Что касается "поставки" то  о поставке речи не идет. Речь идет о share а это может быть все, что угодно а не только поставка, например, технологии или идеи. Хотя вам виднее. Я  письма не видела.


----------



## estreets

dec-sev said:


> @sobakus: только из этих побуждений исключил "кастомизацию" в моем варианте. Target group -- русскоязычная фирма. В нагромождении родительных паджей разберутся, а вот с новомодным иностранным словом, не уверен. Хотя, в данном случае я сужу по себе -- я этого слова не слышал, и если бы получил подобное письмо, то попросил бы уточнить "что конкретно ты имела в виду"

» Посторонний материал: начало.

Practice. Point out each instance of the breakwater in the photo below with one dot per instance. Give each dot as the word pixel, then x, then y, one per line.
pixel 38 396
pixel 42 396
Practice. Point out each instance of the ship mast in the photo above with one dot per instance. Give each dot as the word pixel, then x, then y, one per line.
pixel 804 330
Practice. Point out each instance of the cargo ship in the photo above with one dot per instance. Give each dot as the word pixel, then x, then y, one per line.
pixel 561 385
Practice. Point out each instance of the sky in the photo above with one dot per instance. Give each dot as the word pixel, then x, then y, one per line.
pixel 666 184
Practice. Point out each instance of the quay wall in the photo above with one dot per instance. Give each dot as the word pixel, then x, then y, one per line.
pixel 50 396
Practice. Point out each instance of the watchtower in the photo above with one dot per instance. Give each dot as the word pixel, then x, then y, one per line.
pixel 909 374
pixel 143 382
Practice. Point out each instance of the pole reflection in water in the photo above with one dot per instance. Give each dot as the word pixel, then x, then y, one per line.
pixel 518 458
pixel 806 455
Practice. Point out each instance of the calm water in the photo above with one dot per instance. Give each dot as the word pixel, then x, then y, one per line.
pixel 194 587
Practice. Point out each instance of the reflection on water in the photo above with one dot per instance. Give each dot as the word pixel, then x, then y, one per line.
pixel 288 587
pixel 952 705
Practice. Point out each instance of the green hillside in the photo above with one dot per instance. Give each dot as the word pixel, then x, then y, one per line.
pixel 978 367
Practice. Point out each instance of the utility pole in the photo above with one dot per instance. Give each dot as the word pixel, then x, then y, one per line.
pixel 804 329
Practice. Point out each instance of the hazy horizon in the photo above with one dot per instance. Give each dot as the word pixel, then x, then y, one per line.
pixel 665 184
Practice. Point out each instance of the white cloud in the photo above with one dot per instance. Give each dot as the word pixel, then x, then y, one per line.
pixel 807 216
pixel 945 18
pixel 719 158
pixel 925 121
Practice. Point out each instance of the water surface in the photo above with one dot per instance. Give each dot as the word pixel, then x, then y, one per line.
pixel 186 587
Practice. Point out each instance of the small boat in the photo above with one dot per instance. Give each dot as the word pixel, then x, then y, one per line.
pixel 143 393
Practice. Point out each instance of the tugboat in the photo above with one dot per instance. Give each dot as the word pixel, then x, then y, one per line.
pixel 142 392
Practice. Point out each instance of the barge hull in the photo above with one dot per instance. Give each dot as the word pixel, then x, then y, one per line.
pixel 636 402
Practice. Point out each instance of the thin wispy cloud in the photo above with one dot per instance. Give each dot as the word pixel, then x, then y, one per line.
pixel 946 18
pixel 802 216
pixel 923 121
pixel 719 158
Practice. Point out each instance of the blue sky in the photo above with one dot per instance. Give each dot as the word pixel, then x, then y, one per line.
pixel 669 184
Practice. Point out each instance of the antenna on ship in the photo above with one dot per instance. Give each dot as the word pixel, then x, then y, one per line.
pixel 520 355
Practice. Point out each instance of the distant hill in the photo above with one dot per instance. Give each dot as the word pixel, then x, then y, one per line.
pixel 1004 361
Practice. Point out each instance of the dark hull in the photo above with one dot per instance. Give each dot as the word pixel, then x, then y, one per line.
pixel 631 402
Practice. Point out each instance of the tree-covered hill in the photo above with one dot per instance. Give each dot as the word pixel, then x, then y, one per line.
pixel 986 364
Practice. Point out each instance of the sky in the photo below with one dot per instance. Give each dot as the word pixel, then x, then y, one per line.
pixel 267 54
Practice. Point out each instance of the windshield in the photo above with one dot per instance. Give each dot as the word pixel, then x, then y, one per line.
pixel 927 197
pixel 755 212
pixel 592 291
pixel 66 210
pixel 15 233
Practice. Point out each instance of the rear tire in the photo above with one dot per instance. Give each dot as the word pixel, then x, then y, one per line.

А что тут непонятного? Кастомизация - это включение в какую-то касту. 
В кастовой Индии процесс кастомизации приобрел поистине вселенские масштабы.


----------



## olgarb

Там вроде революционировализировали  кастомизацию после выгонизации англонизаторов


----------



## Sobakus

olgarb said:


> Там вроде революционировализировали  кастомизацию после выгонизации англонизаторов





olgarb said:


> продукцией, <..> опытом индивидуализации заказов клиентов, с такой престижной фирмой



Не мог удержаться  На мой взгляд, бизнес-сленгrolleyes русифицировать себе дороже.


----------



## morzh

Sobakus said:


> Не мог удержаться  На мой взгляд, бизнес-сленгrolleyes русифицировать себе дороже.



Да почему ж? Если уже есть подходящие слова, к тому же употреблявшиеся ранее (purchaser - закупщик, снабженец; custom(ized) - заказной, штучный etc; price list - прейскурант, список цен) - это и не слэнг вовсе, это - спецтерминология, и она существовала давно, да и продолжает существовать - в СССР, хоть и без капитализьму, но производство-то было, и даже, как в это ни верится с трудом - были товарно-денежные отношения. 
Более того, зачастую англицизмы вводятся не оттого, что соответствующих слов в русском нет (в этом случае я только за заимствования; мы, чай, не французы какие - с ума-то совсем сходить), а оттого, что кто-то хочет выглядеть современей, "кульней", и вообще как "я - заморская штучка" - по-русски и говорить-то не могу; ну или порою от простой лени - куда как проще сказать "кастомизированный" (а простому человеку надо еще объяснить, что означает "кастом"; для него "кастомизированный" от "кастрированный" мало отличается), нежели попытаться вспомнить, как же это уже может называться. От плохого знания языка эта тенденция, да от лени. 
"Дебет" да "кредит", наверное, уже не стоит русифицировать, а вот превращать "ателье индпошива" в "кастом тэйлоринг" - без этого можно и обойтись.


----------



## olgarb

Я на сто процентов согласна. Ненавижу заимстования хотя иной раз впопыхах неохота возиться, но зато поиск развивает мышление, сноровку и реакцию а это весьма ценные качества и не требуют дополнительных материальных затрат. Наоборот, тебе платят.


----------



## Sobakus

olgarb said:


> Я на сто процентов согласна. Ненавижу заимстования хотя иной раз впопыхах неохота возиться, но зато поиск развивает мышление, сноровку и реакцию а это весьма ценные качества и не требуют дополнительных материальных затрат. Наоборот, тебе платят.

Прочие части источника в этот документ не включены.